Playing to its strengths is the best way for Five to compete. The content is certainly there. Warner Brothers' The Ellen DeGeneres Show, award-winning Australian drama Love My Way and Supermodel Extra feature on Life, with popular children's strand Milkshake! being shown every morning. First-chance viewings of Australian soap Home and Away, which has been with Five since it snatched the rights from ITV in 2000, also make up the schedule, and are already proving a success with a 6.30pm episode on Monday this week attracting 354,000 and a share or 2.42%, the highest figures for any programme available on multichannel at that time.

Five 's other key strength in recent years has been its acquisitions of sought-after American drama programmes like Law and Order and CSI - Crime Scene Investigation. Five US will be a major showcase for this, with CSI becoming its flagship show. US will go right back to the beginning, showing some of the earliest episodes, and special 'behind the scenes' programmes fronted by comedian Russell Kane. So is there a danger of US becoming "the CSI channel"? Exactly how many hours of CSI is Five going to broadcast on US?

"I'm not sure exactly. Not enough!" says Thorogood. "It's 7 or 9 now, and it's going to change over time, but it's going to be a lot and I'm not going apologise for running a lot of the world's favourite show. The feedback we've had is CSI is one of the most incredible TV brands, in that viewers feel that whenever they want that magical hour, they're going to get it delivered by CSI. So we're gonna show it whenever we can and make the most of it."

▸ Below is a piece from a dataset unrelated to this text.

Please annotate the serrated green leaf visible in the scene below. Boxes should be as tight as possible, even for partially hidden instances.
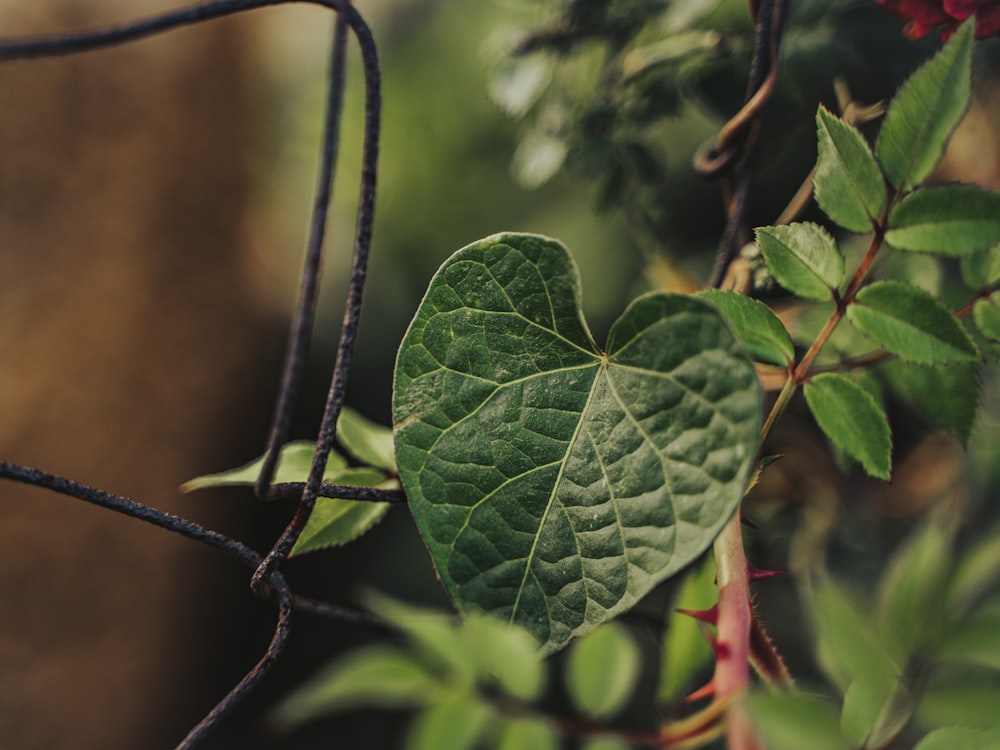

It's not a completely new strategy - Five is showing fewer hours of CSI than Channel 4 shows of Friends across its network each week, and yet it remains E4's most watched programme. Thorogood agrees: "There's nothing as fantastic in TV as something that you know is going to deliver on its promise. We've all been caught out with big dramas on terrestrial channels or dipping into films that we've never heard of. You waste an hour and a half of your life and in the modern world we live in, our time is so precious, so to know you're going to get what you want from it (in TV) is a tremendous thing."

With programmes like CSI, Shark, Vanished and Stephen King's: Nightmares and Dreamscapes, starring William Hurt, where the first episode featured no dialogue, Five US couldn't be accused of not offering alternative, quality programming: "It’s a really different watch. It defines the fact for me that, yeah we're going to have CSI, yes were going to have lots of movies, but were also going to be prepared to put things on that challenge us and our viewers, and we're going to put them in peak slots."

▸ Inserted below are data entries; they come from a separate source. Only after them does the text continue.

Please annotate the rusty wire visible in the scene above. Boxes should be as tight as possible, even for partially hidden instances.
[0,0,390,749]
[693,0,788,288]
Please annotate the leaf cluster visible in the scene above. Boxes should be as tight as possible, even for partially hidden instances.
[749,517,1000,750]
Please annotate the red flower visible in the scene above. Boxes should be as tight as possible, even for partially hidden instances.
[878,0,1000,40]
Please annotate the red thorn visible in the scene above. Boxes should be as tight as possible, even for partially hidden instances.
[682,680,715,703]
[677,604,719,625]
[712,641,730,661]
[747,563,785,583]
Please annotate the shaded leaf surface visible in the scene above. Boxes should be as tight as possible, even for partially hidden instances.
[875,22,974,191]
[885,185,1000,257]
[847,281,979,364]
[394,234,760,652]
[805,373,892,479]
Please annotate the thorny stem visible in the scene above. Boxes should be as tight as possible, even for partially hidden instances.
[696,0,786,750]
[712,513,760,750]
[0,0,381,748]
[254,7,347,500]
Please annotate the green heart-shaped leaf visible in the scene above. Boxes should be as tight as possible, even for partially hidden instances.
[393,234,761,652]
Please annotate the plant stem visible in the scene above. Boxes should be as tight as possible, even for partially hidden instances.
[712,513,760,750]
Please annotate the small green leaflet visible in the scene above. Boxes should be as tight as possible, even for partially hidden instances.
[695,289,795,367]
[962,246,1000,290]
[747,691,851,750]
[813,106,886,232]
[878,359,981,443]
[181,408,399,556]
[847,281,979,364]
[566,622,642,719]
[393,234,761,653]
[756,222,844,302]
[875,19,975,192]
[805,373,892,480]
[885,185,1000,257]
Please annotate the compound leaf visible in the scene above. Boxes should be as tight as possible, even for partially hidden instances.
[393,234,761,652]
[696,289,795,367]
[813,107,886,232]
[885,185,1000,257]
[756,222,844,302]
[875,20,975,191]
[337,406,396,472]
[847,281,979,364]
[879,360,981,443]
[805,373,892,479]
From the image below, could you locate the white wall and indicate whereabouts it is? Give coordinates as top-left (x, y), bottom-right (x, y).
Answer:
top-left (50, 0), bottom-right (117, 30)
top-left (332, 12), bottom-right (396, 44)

Thorogood's enthusiasm for the channel is clear, even though he admits to having not been a regular viewer of Five before he was given the role. Does he think the public's perception of the channel has changed?: "Five is still a young channel, it's not yet ten years old. Inevitably it had to find its feet and had to make a splash into the market and it had to grow and mature as a channel.

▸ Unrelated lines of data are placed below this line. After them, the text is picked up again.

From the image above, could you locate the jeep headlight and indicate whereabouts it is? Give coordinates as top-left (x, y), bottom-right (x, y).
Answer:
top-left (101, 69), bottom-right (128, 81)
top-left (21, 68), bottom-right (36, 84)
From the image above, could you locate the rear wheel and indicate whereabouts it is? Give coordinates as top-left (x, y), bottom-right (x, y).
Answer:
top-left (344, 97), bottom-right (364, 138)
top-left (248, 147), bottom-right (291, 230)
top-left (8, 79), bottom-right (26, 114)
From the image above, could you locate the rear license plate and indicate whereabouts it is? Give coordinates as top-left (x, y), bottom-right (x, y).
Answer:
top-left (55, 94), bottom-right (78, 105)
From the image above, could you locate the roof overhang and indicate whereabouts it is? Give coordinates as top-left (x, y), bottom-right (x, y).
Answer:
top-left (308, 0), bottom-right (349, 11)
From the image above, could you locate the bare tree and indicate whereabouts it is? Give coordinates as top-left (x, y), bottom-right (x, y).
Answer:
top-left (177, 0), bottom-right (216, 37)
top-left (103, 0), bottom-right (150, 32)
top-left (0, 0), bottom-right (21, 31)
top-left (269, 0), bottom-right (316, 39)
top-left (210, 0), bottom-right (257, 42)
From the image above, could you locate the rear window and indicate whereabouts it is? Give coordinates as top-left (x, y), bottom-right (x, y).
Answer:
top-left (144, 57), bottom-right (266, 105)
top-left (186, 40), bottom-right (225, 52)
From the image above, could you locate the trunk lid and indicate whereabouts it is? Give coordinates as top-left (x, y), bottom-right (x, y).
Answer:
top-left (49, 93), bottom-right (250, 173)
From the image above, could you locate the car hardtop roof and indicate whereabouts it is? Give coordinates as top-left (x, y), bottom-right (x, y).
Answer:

"I don't think, I know, the public's perception of the channel has changed, because I have marketing showing me documents. In the last two years, not only has its 'viewership' moved more ABC1, more upmarket and younger, but in a survey which shows the perception of channels, in terms of Five being listed as the first or second choice of channels, it's grown by 4%. That's an extraordinary change."

Thorogood is very aware of the need to be looking forward and to continue to come up with the goods beyond launch. New shows are planned for January and February: "It's very easy to make a splash and a noise but it's very hard to change perception. So that's why it's very important with the new channels to get the brands right because people will make a valued judgement and once they make it, its hard to change." A lesson that Five has had to learn the hard way before.

Thankfully no Spice Girls were present this time.